Additional work can build upon this study. Firstly, further analytical work can be performed on multiple spatial scales. For example, the effects of the algorithm and the pros/cons of the inundation frequency maps from SAR imagery can be discussed over the Yangtze River basin or even bigger region. Secondly, the temporal-filtering algorithm will be further discussed. We expect a global or local threshold for this algorithm to be automatically calculated based on statistical results from the histogram of each image. Thirdly, the pattern of the temporal filtering from frequency maps in this study can be further extended and applied on different study areas such as vegetation extraction and cloud removal using different datasets such as Landsat series and Sentinel-2 data. The filtering method can be conversely utilized as filling method in cases where the images are missing or severely contaminated, which has been explored in former work [79,80]. Lastly, all the methods can be integrated into an automatic surface water mapping software in order to supply near-real-time and high-quality water inundation products for monitoring.

5. Conclusions

This study combined an Edge Otsu algorithm with a temporal-filtering algorithm for retrieving the dynamic surface water extent of Poyang Lake and Dongting Lake from Sentinel-1 SAR VV band data. The objectives were to propose a novel approach for obtaining surface water products with a considerably high accuracy, analyze the water variation of Poyang Lake and Dongting Lake, and compare the inundation frequency maps from different datasets.

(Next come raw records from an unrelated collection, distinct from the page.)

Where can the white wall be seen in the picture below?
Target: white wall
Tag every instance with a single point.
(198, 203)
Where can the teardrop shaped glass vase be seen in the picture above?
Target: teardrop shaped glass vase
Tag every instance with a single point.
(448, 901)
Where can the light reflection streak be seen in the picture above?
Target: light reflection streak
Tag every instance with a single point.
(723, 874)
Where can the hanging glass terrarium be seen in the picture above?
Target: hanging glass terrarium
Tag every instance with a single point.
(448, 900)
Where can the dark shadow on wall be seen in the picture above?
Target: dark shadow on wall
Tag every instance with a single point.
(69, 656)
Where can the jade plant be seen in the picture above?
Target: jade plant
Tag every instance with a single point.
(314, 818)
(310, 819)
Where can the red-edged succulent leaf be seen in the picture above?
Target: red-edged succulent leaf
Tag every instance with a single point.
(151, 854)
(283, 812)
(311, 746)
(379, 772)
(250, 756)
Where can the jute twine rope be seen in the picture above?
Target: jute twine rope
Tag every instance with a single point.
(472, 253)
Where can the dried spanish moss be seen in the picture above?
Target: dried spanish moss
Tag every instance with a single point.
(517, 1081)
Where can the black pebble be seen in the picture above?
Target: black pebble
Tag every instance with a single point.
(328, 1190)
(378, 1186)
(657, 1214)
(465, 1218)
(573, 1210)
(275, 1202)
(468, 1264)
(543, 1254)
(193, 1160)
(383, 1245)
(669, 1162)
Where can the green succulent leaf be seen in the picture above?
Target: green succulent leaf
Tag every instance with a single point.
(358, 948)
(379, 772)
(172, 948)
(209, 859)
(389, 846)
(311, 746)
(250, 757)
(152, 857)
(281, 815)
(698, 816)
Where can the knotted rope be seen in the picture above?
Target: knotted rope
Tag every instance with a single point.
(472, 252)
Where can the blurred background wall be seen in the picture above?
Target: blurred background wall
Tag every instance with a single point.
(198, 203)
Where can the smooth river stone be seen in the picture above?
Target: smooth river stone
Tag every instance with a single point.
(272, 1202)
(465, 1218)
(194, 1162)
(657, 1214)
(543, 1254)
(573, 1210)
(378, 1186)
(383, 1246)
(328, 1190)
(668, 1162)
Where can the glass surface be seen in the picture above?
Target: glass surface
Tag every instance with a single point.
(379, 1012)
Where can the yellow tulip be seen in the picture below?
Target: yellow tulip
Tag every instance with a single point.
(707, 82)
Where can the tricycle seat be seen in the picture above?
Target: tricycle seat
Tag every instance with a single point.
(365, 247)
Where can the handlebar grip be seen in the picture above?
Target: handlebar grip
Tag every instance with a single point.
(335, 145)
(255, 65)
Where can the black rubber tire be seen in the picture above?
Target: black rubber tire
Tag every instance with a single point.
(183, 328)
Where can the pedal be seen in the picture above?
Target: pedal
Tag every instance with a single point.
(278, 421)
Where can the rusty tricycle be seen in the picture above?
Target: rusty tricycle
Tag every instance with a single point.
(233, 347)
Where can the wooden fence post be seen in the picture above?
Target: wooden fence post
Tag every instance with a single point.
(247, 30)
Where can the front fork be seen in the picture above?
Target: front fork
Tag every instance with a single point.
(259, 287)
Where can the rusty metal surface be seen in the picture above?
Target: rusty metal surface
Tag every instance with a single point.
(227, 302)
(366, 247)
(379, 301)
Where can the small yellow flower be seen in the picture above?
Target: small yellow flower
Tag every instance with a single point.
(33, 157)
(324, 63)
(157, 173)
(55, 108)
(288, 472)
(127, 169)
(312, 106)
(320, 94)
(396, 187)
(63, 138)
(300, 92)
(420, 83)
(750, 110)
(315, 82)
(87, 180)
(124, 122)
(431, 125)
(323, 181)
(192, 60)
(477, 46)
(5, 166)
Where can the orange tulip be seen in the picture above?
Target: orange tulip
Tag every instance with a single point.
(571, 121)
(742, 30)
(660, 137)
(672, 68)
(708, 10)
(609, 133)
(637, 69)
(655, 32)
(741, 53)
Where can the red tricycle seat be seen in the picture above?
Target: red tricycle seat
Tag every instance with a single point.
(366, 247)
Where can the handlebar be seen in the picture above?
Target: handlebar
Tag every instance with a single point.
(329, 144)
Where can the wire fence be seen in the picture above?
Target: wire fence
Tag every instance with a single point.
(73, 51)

The results indicated that the approach performed well in Poyang Lake region and Dongting Lake region, with an evaluation accuracy of 95–99% and 95–98%, respectively. The algorithms with different thresholds had different influences on the final surface water maps. The initial threshold to binarize the SAR imagery in the Edge Otsu algorithm was essential to the accurate classification of the edges of the objects. Thresholds of −16 dB and −21 dB were tested and discussed in this study, and the higher one had better performance in classifying the water, while the lower one caused great amounts of noise. The effect of the temporal-filtering algorithm was discussed as well, which was found to be effective in filtering noises caused by ships. We merged all of the surface water products processed by the temporal-filtering algorithm to construct the inundation frequency map over two study sites. As the IF results suggested, Poyang Lake tended to remain calm and steady, while Dongting Lake was more likely to be affected by the climate, Yangtze River flow, and human activities. Finally, the relationship between the IF maps from SAR and optical images was discussed. The results indicate a strong correlation between them, with high R² values of 0.8218 and 0.8756. After we excluded the Sentinel-1 SAR images whose dates corresponded to those of the severely contaminated Landsat optical images, the R² values increased to 0.8726 and 0.8975, respectively. Therefore, we considered the difference between the IF maps from two datasets to be mainly caused by the varying degrees of contamination of the cloud cover.